The search for corrosion-resistant metals and shielding coatings is unabated in a world where annual economic losses from corrosion exceed US$2.5 trillion. Innovating new alloys, artificial intelligence (AI) is becoming more and more important. The ability of AI models to anticipate corrosion behavior and recommend ideal alloy compositions, however, has remained elusive.

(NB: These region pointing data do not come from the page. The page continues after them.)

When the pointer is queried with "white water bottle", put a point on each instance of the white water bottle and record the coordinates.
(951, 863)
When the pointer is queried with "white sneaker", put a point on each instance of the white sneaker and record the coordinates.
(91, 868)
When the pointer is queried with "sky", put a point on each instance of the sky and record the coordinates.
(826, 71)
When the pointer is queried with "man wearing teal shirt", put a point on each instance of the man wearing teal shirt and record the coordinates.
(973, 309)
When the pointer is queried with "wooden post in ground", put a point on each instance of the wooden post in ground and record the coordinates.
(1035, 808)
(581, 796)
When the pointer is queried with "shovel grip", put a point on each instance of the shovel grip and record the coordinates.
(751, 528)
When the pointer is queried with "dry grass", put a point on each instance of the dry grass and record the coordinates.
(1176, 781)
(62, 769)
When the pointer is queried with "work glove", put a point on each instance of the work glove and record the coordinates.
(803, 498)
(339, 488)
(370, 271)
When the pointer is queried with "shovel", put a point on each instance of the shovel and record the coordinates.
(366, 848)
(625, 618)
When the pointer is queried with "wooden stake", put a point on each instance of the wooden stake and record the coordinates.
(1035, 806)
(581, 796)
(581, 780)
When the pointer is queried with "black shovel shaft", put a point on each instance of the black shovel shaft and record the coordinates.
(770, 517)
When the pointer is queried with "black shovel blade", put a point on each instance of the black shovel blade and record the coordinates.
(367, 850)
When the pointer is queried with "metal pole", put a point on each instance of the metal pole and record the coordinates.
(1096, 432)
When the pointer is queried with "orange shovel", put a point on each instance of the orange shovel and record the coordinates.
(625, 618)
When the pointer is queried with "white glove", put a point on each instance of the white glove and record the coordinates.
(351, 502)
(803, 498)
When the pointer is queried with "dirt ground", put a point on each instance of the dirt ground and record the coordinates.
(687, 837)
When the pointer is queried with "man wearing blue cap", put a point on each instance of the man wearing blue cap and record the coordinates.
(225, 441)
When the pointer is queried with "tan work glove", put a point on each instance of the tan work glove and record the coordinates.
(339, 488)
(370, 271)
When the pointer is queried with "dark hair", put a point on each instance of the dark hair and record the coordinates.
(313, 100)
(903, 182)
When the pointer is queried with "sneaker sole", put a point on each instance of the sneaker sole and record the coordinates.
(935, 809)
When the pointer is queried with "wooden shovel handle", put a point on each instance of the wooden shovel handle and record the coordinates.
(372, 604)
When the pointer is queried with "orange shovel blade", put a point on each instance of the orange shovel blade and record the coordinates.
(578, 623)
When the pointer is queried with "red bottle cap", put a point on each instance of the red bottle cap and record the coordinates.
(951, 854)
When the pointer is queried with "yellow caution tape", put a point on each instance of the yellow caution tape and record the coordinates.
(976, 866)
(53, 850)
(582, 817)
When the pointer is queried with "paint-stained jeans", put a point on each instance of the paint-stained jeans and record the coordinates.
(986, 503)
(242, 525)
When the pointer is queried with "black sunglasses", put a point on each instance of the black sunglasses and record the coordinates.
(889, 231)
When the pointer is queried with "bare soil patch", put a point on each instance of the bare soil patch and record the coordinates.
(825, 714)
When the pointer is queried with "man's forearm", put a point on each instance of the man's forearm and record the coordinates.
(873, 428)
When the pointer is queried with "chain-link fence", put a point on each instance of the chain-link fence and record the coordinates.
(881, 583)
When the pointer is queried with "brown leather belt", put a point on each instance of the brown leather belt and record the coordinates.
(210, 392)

A machine learning model that was created by researchers at the Max-Planck-Institut für Eisenforschung (MPIE) has improved predicted accuracy by up to 15% when compared to previous frameworks. This approach identifies novel but plausible compositions for corrosion-resistant alloys. Its unique potency comes from combining textual and numerical data. This model’s adaptability can be expanded to any alloy qualities. It was initially created for the crucial area of resisting pitting corrosion in high-strength alloys.
Merging texts and numbers
Regarding corrosion resistance, every alloy has a different set of characteristics. These characteristics depend not only on the makeup of the alloy but also on how the alloy was made. Only numerical data can be utilized by current machine learning methods. However, the principal author of the article and a former postdoctoral researcher at MPIE, Kasturi Narasimha Sasidhar, argues that processing procedures and experimental testing protocols—which are typically described by textual descriptors—are essential to understanding corrosion.

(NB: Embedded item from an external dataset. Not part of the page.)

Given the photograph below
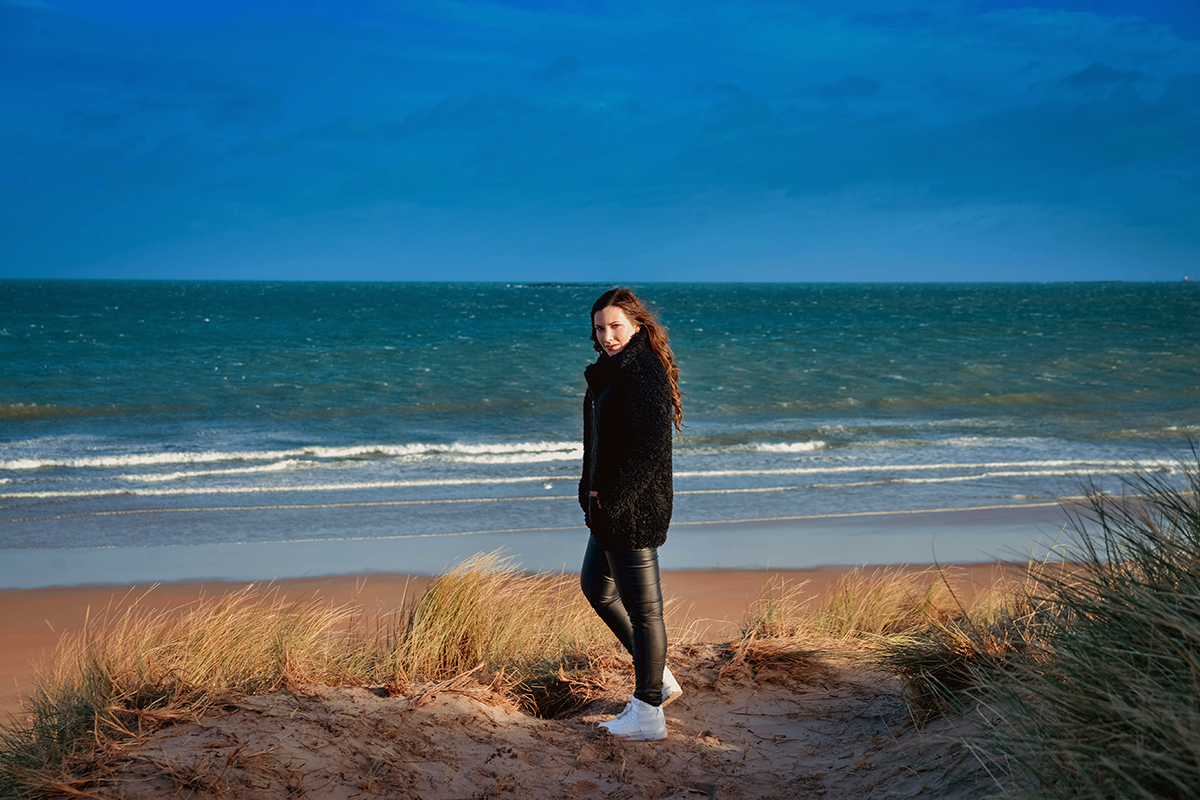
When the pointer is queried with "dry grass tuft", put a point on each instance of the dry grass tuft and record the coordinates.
(129, 673)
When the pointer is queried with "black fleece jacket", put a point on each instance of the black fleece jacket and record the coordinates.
(627, 449)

The research team created a completely automated natural language processing framework by combining language processing techniques similar to ChatGPT with machine learning (ML) methods for numerical data. Additionally, incorporating textual data into the machine learning framework enables the identification of improved alloy compositions resistant to pitting corrosion.
With intrinsic data that included details regarding corrosion characteristics and composition, they trained the deep-learning model. According to Michael Rohwerder, co-author of the study and director of the MPIE group Corrosion, the model is now capable of identifying alloy compositions that are essential for corrosion resistance even if the individual elements were not initially fed into the model.

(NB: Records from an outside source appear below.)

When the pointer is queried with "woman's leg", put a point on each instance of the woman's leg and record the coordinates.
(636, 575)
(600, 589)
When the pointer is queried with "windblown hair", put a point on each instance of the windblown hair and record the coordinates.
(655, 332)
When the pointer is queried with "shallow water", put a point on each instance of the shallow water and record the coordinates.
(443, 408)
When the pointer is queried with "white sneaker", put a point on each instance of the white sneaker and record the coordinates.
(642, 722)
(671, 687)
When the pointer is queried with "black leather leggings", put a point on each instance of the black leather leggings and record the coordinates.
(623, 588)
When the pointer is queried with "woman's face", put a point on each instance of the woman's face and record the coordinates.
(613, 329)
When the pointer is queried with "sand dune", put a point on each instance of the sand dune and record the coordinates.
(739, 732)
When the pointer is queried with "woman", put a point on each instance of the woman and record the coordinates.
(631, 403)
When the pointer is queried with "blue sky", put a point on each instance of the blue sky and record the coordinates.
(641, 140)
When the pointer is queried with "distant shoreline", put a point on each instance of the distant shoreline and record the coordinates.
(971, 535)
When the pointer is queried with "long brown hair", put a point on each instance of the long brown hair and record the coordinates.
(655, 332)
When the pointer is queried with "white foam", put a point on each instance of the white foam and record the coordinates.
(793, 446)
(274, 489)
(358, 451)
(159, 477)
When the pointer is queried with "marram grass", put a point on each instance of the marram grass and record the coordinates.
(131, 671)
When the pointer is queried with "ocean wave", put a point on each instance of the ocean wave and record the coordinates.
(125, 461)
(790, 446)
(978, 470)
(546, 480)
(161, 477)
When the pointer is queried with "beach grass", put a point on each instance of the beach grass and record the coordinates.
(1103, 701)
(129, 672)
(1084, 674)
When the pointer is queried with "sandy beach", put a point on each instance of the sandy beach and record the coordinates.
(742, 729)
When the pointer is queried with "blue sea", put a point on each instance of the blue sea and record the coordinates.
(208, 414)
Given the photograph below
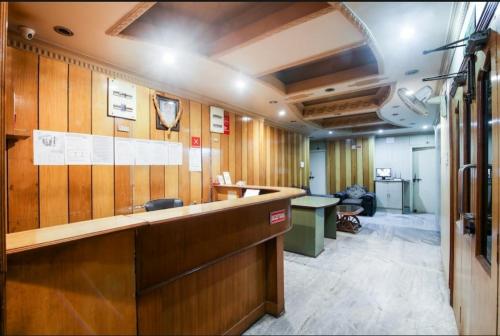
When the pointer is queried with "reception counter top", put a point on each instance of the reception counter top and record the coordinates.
(52, 235)
(211, 268)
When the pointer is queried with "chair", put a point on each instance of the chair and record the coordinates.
(161, 204)
(359, 195)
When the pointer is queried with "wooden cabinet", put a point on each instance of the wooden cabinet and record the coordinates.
(393, 194)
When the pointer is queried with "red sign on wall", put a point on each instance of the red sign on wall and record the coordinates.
(226, 124)
(195, 142)
(277, 216)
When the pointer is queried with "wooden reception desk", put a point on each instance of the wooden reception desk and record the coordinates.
(211, 268)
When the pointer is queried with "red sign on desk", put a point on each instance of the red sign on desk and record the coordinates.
(277, 216)
(195, 142)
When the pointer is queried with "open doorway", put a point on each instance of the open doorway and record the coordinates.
(425, 190)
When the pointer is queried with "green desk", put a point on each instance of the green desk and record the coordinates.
(313, 218)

Automated data mining and image processing are pushing boundaries
Sasidhar and his team used manually collected data as textual descriptors in the recently developed framework. Their current goal is to automate the data mining process and smoothly incorporate it into the current framework.
Another significant development is the addition of microscope pictures, which foresees the next generation of AI frameworks that combine textual, numerical, and image-based data.